Open Datasets

This page contains information about open datasets provided by the Dimensions team in the BigQuery environment.

These dataset are provided free of charge and allow data analysts working with research data, scientometricians and in general data consumers to carry out advanced investigations by taking advantage of the speed and flexibility of the BigQuery platform.

As with other BigQuery datasets, end users can take advantage of a free tier of 1 TB per month.

ORCID dataset

Release date: Feb 2025
Update frequency: yearly
Documentation: ORCID official schema
License: CC0

This dataset is a SQL representation of the ORCID public data file.

ORCID, which stands for Open Researcher and Contributor ID, is a free, unique, persistent identifier (PID) for individuals to use as they engage in research, scholarship, and innovation activities.

An ORCID record may contain information about a researcher’s work, affiliations, funding, peer review, and more. Items on ORCID records can be broken down into assertions that connect the ORCID iD-holder with an activity or affiliation. These assertions can be added to an ORCID record by the researcher who owns the record, or by systems the researcher has granted permission to do so.

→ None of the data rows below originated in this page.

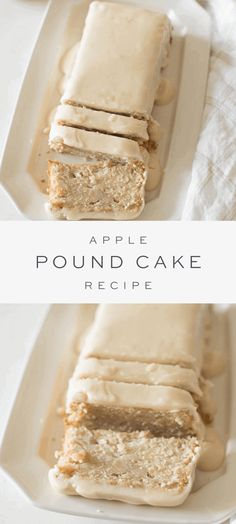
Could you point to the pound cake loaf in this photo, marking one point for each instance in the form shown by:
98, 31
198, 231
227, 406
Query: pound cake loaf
105, 111
132, 467
136, 406
119, 62
155, 333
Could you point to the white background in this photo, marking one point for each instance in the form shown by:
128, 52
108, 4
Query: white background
21, 242
19, 24
17, 325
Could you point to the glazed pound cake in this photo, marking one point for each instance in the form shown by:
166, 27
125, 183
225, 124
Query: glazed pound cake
105, 112
133, 467
136, 406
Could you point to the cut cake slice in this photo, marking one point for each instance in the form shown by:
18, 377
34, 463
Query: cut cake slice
133, 467
105, 190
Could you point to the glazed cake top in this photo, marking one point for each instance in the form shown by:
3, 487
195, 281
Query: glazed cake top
118, 64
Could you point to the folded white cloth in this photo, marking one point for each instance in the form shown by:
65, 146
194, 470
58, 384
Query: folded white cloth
212, 190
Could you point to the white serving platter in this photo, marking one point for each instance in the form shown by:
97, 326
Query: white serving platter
34, 430
24, 164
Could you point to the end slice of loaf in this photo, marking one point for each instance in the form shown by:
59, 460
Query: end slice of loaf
105, 190
133, 467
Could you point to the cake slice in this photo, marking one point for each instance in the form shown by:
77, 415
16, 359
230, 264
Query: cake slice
90, 119
105, 190
118, 65
134, 467
165, 411
92, 144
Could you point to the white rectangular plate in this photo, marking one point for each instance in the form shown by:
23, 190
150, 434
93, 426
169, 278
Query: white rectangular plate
24, 165
34, 430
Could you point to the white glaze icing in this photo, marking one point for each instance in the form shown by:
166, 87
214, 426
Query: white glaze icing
161, 333
214, 363
165, 92
119, 39
120, 394
138, 373
93, 143
101, 121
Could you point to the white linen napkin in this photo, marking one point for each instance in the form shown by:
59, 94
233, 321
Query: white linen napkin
212, 190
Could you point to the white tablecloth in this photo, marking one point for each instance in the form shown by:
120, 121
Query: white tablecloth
212, 191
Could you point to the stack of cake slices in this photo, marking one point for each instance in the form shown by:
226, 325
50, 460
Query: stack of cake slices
137, 406
105, 139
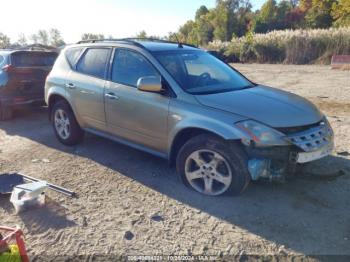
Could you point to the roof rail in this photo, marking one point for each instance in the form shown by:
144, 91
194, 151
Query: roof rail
111, 40
159, 40
135, 41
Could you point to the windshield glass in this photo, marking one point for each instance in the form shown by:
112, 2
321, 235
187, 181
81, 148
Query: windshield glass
198, 72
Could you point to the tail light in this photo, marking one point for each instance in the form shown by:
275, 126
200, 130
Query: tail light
8, 68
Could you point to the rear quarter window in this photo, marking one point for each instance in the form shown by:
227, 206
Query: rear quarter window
73, 54
33, 59
2, 60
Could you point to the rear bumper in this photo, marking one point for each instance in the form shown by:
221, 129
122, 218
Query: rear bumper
18, 101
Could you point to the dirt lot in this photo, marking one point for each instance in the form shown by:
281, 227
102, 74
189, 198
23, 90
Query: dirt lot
132, 203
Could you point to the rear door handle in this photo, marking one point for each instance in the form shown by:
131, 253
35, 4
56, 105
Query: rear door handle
70, 86
112, 96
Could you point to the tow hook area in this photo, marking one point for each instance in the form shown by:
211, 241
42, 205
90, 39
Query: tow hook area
264, 168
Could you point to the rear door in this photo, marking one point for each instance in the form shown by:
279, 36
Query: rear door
85, 86
28, 73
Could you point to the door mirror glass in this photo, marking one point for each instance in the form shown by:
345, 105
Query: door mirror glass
150, 84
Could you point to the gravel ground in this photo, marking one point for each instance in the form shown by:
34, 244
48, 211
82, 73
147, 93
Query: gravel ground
131, 203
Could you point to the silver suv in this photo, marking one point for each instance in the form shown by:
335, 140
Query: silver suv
182, 104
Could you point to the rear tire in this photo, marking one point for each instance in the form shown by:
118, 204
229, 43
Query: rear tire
210, 166
6, 112
65, 125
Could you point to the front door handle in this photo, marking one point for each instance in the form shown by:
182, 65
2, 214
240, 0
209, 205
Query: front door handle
112, 96
70, 86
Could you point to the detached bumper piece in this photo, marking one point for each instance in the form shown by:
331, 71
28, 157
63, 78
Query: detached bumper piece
275, 163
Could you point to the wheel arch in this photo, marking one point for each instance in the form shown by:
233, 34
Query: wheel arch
53, 99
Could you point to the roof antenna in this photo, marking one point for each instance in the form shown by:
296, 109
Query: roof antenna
178, 42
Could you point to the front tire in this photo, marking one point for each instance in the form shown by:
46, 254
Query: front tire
210, 166
65, 125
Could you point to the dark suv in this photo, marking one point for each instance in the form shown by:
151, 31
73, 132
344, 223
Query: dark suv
181, 103
22, 78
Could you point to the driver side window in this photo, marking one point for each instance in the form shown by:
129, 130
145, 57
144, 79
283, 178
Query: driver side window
128, 66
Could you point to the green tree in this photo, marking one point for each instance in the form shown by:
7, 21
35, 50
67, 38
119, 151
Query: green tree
319, 15
43, 37
91, 36
142, 34
203, 10
341, 13
230, 18
204, 30
267, 17
22, 40
4, 41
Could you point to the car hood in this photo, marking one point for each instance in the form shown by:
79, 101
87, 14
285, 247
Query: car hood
271, 106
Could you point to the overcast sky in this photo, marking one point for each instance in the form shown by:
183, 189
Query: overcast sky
119, 18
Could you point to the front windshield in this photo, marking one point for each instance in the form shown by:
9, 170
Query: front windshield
198, 72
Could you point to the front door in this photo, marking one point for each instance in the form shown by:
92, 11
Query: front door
140, 117
85, 87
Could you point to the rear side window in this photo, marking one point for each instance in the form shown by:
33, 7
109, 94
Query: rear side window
27, 59
94, 62
73, 54
129, 66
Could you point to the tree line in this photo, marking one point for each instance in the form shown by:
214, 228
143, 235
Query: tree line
234, 18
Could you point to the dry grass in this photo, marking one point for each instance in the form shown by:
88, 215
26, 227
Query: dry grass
288, 46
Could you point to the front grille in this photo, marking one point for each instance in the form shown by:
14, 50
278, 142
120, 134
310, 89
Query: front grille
297, 129
313, 138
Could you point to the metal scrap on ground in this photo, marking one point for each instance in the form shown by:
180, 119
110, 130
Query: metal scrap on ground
9, 181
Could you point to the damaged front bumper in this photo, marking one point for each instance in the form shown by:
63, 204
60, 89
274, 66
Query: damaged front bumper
277, 162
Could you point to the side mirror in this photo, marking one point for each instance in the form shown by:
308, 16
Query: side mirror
150, 84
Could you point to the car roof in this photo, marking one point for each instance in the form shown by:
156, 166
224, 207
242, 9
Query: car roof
5, 52
12, 51
150, 45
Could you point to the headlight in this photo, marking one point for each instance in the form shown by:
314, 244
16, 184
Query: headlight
262, 135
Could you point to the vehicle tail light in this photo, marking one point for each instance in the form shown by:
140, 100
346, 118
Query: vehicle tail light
8, 68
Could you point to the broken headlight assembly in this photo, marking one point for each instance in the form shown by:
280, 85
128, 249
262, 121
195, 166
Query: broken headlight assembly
261, 134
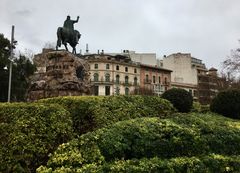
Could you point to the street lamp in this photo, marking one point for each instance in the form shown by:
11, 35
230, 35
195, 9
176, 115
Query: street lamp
10, 67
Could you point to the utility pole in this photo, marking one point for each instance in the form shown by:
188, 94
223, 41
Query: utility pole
10, 68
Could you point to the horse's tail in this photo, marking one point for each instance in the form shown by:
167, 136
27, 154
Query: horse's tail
59, 36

For more information, see also the ORCID FAQs.

COVID19 dataset

Release date: Jan 2021
Update frequency: daily
License: CC-BY-NC

The COVID-19 dataset dataset contains all published articles and preprints, grants, clinical trials, and research datasets from Dimensions.ai that are related to COVID-19.

The dataset can be used as a sandbox environment for the larger dimensions.ai dataset, as well as for Covid-19 research.

The dataset is growing every day. You can see the latest data in our interactive Covid-19 dashboard, which we built using this dataset and Google’s free Data Studio tool.